This article was published August 19, 2008 at 6:18 p.m.

Opponents of a proposal that would ban unmarried couples living together from adopting or fostering children said Tuesday they plan to challenge the measure in court if it's approved for the fall general election ballot.

Debbie Willhite, lead consultant for Arkansas Families First, said the campaign against the proposed initiated act is already preparing to petition the Arkansas Supreme Court if the secretary of state's office says backers of the proposal have submitted enough signatures.

"We do intend to enjoin the initiative," Willhite said. "We're quite optimistic that we'll keep this from being voted on."

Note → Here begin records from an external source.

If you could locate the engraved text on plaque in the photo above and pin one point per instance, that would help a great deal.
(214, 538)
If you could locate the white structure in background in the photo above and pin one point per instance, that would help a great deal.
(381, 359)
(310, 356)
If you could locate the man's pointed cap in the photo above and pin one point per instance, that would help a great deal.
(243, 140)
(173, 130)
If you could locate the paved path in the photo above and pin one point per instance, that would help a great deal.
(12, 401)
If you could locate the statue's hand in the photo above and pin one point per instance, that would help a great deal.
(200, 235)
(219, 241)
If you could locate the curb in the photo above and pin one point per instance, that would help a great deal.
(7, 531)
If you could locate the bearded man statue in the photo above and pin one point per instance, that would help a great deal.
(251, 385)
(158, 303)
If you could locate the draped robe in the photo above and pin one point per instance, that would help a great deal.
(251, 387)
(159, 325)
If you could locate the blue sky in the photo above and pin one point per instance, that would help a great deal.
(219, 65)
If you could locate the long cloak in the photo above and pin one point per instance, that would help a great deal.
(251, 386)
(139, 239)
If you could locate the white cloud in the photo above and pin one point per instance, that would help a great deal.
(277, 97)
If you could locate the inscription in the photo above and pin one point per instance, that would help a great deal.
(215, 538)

Arkansas Families First has more than $45,000 in the bank to finance efforts to fight the measure and raised $13,345 last month, according to a campaign-finance report filed Tuesday. Its expenses included $1,755 paid to the secretary of state's office for copies of the petitions submitted by the Arkansas Family Council Action Committee, which proposed the ban.

Last month, the committee submitted signatures to get the measure on the November ballot, but fell short of the necessary 61,794 necessary signatures. The committee got another 30 days to gather more signatures.

Willhite said her group has been going through the signatures and petitions submitted to find more names that she believes should have been tossed out by the secretary of state's office.

"Those are the types of things we're looking at," Willhite said. "We're also going to challenge it on the sufficiency of the title and the constitutionality of this proposed initiated act."

The group is in a better position financially than the Arkansas Family Council Action Committee, sponsor of the proposal, which raised $9,000 last month.

The committee reported a debt of nearly $2,800 as of July 31. The group's expenses total more than $57,000.

Committee president Jerry Cox says the group plans to turn in 24,000 signatures of registered voters on Thursday.

Cox said he believed the proposal, aimed at banning gays and lesbians from fostering or adopting children, would withstand a court challenge and said backers gathered the signatures properly.

"While this will be a distraction and a diversion for us, I believe we will prevail in court," Cox said.